Viaje a Japón – día 5
Por fin llego el día que seguimos viaje dejando atrás la mega polis de Tokio dirección a Hakone.
En el camino teníamos una excursión contratada. Primero hicimos una pequeña parada para visitar el famoso monte Fuji. Llegamos en autobús a la quinta estación, la última que se puede visitar en vehículo y por fin vimos el famoso monte, símbolo de Japón.
La primera imagen es un mapa de la zona del monte Fuji, en la segunda, no, no se estropeó la cámara, la foto es así. Nos salió un día con muchísima niebla y nos creemos que allí había un monte. Pero verlo, lo que se dice verlo, nada.
Después del infructuoso intento de ver al esquivo monte nos llevaron a dar una vuelta en barco a un lago que hay cerca, un rápido viaje, un almuerzo en un hotel cercano y para finalizar cogimos un funicular a un monte cercano al lago, pero la niebla nos seguía y las vistas, que seguro eran impresionantes, se quedaron en un blanco velado.
Un almuerzo japones |
Ya sé que no se ve la niebla, pero estaba allí.
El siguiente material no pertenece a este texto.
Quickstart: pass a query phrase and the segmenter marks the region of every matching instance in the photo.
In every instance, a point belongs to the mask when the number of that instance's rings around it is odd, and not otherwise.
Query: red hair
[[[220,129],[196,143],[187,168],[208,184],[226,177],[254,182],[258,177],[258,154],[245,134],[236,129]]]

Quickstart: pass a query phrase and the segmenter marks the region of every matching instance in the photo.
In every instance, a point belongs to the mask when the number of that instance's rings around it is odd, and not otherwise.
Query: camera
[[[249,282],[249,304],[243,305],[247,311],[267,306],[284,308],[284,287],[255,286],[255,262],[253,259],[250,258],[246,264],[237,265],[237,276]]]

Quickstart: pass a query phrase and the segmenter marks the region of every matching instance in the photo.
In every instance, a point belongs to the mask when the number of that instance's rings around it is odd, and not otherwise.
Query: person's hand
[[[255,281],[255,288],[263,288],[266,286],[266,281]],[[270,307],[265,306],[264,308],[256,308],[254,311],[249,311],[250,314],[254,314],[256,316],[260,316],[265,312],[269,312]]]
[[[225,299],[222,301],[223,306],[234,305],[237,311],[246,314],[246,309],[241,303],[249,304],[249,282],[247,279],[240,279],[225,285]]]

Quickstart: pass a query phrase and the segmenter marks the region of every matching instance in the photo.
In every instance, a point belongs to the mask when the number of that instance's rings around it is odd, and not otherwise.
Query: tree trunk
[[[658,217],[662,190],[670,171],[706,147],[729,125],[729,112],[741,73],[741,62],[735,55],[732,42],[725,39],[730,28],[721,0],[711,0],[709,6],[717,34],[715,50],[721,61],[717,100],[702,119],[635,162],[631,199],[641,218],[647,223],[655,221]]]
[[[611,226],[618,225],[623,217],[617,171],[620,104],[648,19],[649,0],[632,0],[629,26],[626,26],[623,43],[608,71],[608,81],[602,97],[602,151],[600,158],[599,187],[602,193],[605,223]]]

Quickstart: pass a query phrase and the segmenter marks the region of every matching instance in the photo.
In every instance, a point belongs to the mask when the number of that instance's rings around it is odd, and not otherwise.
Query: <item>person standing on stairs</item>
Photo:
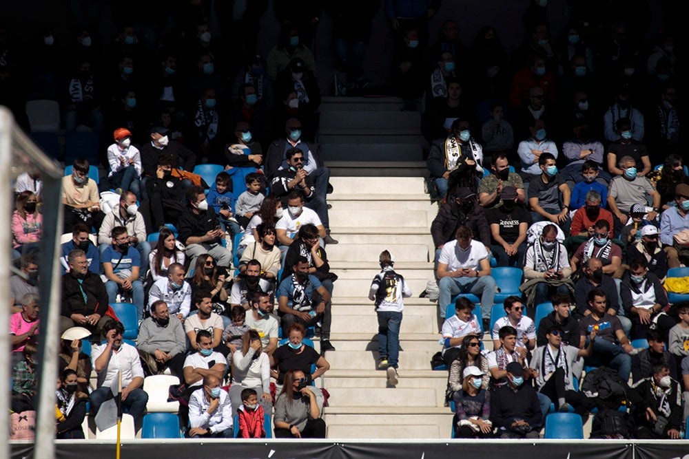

Con nosotros. |
¡Tierra a la vistaaaa! |
Con el funicular se llegaba a un bonito templo. |
Una vez terminamos la excursión nos desplazamos en taxi a nuestro siguiente destino: Hakone, donde nos alojamos en un Riokan, un hotel tradicional japonés que disponía de un Onsen o baño de aguas termales.
La experiencia de alojarse en un Riokan es obligada si viajas a Japón. disfrutamos mucho de la experiencia: la habitación con tatami, comer y dormir en la habitación, llevar yukata (kimono de “estar por casa”), la experiencia de estar sin sillas (mi espalda lo notó), el baño en aguas termales y la amabilidad de la gente.
Por supuesto no pudimos dejar pasar la oportunidad de probar un Onsen, el baño en agua caliente, muy caliente, te deja muy relajado y las propiedades de las aguas termales, se supone, son muy buenas para la piel y la salud en general. Aunque el agua estaba demasiado caliente para mi y no aguante más que unos pocos minutos dentro.
Después del baño reparador, regresamos a la habitación donde ya habían preparado todo para la cena.
La cena fue más que opípara, pensé que no iban a dejar de traernos cuencos de comida y la falta de costumbre de sentarnos en el suelo fue un poco molesto, pero por lo demás fue muy divertido.
Una vez terminamos la cena vinieron a retirar la mesa y poner los futones.
El dormir en futón también fue una experiencia nueva y no sé si eran realmente cómodos o sencillamente estábamos agotados y nos quedamos fritos en seguida. A dormir … Un día nuevo en Japón.